Whoever the elusive Elizabeth really was she is the mother of Arthur Plantagenet (born anytime between 1461 and 1475 depending upon which source you read but Byrne opts for 1462) who is referenced as having family in Hampshire, a fact which is corroborated in the Lisle Letters which locates the Wayte family, or parts of it, in Titchfield. Arthur also had a sister called Elizabeth (born 1464 ish), though apparently we can’t even agree on that, some researchers argue that actually she was called Margaret…so there’s either a name error or possibly two daughters.  And of course, some historians argue that because of the possible difference in their ages Arthur and Elizabeth might not have had the same mother (yes I know, if there’s only about three years between them that its not an issue but there is a reference which suggests Arthur was born in 1475 -so a lot of ifs, buts and maybes.)

Any way, Elizabeth daughter of Edward IV married Thomas Lumley of Durham. The Duchess of Cambridge is numbered among her descendants. Further evidence as to Elizabeth’s royal father is provided by the papal dispensation which allowed Elizabeth’s son Roger to marry Anne Conyers – the two of them being related within the prohibited degrees of affinity (something like fourth cousins) Testamenta Eboracensia 3 (Surtees Soc., vol. 45) (1865): 355).

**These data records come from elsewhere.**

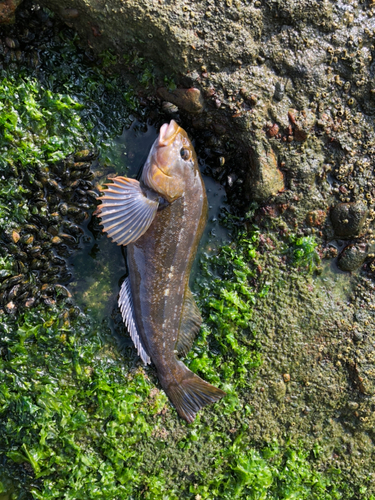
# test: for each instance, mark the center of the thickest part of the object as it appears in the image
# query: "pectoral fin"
(127, 310)
(126, 212)
(190, 323)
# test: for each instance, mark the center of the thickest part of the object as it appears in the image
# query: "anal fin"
(190, 324)
(125, 303)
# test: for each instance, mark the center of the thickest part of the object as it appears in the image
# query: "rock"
(352, 257)
(264, 178)
(8, 11)
(348, 219)
(316, 218)
(190, 100)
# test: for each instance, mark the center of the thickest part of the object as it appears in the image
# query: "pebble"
(352, 257)
(348, 219)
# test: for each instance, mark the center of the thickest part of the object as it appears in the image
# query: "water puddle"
(99, 266)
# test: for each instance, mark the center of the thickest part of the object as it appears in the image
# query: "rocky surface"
(279, 97)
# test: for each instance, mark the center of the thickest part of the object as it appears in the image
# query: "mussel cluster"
(60, 197)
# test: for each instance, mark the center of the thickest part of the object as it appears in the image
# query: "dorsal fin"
(127, 310)
(126, 211)
(190, 324)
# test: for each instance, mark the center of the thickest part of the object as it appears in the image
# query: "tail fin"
(191, 393)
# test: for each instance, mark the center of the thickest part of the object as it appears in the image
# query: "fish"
(160, 219)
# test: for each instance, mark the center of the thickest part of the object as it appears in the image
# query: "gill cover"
(127, 210)
(165, 169)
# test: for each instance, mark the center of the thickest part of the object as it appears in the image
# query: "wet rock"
(8, 10)
(302, 123)
(189, 100)
(15, 236)
(11, 308)
(348, 219)
(352, 257)
(316, 218)
(278, 390)
(264, 178)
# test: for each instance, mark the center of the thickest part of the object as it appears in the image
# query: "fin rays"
(125, 211)
(127, 310)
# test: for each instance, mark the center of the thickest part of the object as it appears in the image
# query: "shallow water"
(99, 265)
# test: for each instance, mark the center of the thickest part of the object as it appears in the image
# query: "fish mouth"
(168, 132)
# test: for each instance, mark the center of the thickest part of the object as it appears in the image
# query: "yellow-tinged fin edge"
(191, 394)
(126, 211)
(125, 303)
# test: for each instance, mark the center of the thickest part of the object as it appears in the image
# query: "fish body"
(162, 237)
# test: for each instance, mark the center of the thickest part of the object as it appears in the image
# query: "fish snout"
(168, 132)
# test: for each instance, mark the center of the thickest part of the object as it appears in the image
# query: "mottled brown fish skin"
(159, 264)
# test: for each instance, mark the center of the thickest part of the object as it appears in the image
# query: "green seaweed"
(78, 418)
(303, 253)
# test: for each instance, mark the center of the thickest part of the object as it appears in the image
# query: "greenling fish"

History isn’t totally sure what happened to Elizabeth Lucy nee Wayte. She simply disappears from the records which suggests that either the king was no longer interested in her, she died or if she was from the lower social orders simply got on with her life along with countless other undocumented medieval people.  Putting a post on Elizabeth Lucy together is rather like a composite character exercise!

Edward IV did have other illegitimate children, not counting his children with Elizabeth Woodville who found themselves delegitimised by their Uncle Richard, but history doesn’t provide them with mothers. Grace Plantagenet, for example, turns up at the funeral of Elizabeth Woodville but beyond that we know very little.  There is a tantalising hint of an unknown daughter marrying into the Musgrave family but it was unsupported by any evidence. There’s a better evidenced possibility of the wife of the 6th Baron Audley being one of Edward IV’s daughters – though I’m sure that there are probably arguments for her being someone else entirely!

 

Ashdown-Hill, John (1999) ‘The Elusive Mistress: Elizabeth Lucy and Her Family’ in The Richardian  11 (June 1999), pp. 490–505. 31

Crawford, Anne. (2007)  The Yorkists: The History of a Dynasty. London: Continuum

Given-Wilson & A. Curteis (1984) Royal Bastards of Medieval London:Routledge and Keegan

England

Hicks, Michael. (2002) English Political Culture in the Fifteenth Century.  New York: Routledge

Hicks, Micael (2004) Edward IV London: Bloomsbury

Ross, Charles Derek. (1997)  Edward IV (English Monarchs Series)  New Haven and London: Yale University Press

St. Clare Byrne, Murial (1983) The Lisle Letters: An Abridgement

Weir, Alison (1994) The Princes In The Tower  London:Random House

http://www.thomasmorestudies.org/docs/Richard.pdf

Elizabeth Waite, in Lundy, Darryl. The Peerage: A genealogical survey of the peerage of Britain as well as the royal families of Europe.